Phenopacket Store summary characteristics

(A) A histogram with distribution of ages of last examination.

(B) The histogram of age of last examination partitioned by sex.

(C) Distribution of HPO term counts per phenopacket. The boxplots show the counts of the HPO terms present in the phenopacket, the terms that were specifically excluded, and the total HPO count (present + excluded). The horizontal line of each box indicates the median term count, box borders indicate positions of the 1st and 3rd quartiles, the whiskers indicate 1.5 times the interquartile range, and the circles represent the term counts beyond the interquartile range.

(D) The number of diseases for which the indicated number of phenopackets is available.

The pyphetools library contains extensive quality-control code to prevent format errors. We additionally validate each of the phenopackets using the Java command-line application called phenopacket-tools.11 We have created the phenopackets with the following rules and assumptions.

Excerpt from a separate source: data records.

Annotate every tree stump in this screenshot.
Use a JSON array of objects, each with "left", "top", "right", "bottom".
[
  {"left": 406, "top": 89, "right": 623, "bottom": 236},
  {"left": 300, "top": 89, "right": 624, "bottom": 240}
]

Phenopacket and individual IDs

In the GA4GH Phenopacket Schema, both the phenopacket and the individual (patient) have identifiers (IDs). We have used the IDs in the original publications for the individual ID. If no ID was provided, then we used the word “individual.” Note that the individual ID must be distinct for all individuals described in any publication. For the phenopacket ID, we prepended the PubMed ID. For instance, in a publication about variants in the VRK1 gene,26 an individual with the ID BAB3022 was described. We use this for the individual ID, and for the phenopacket ID, we use PMID_24126608_BAB3022. The Phenopacket Schema does not require PubMed IDs, but for this repository, we are only including published care reports with a PubMed ID. We ensured that a unique ID is used for each individual described in a publication so that the combination of PMID and ID is unique across all phenopackets in Phenopacket Store. In some cases, a single individual has been published several times with different IDs (see, for instance, individual #00318253 in the Leiden Open Variation Database27). It is outside the scope of the Phenopacket Schema to address the issue of duplication, but we recommend that curators be aware of this potential problem and take measures not to create multiple phenopackets that represent the same individual.

Age of onset and age at last examination

Wherever possible, the age of onset was curated from the original publication (i.e., the age of the first manifestation of the disease). Additionally, the age at the latest examination was curated. Some phenopackets additionally have information about the age of death (if applicable).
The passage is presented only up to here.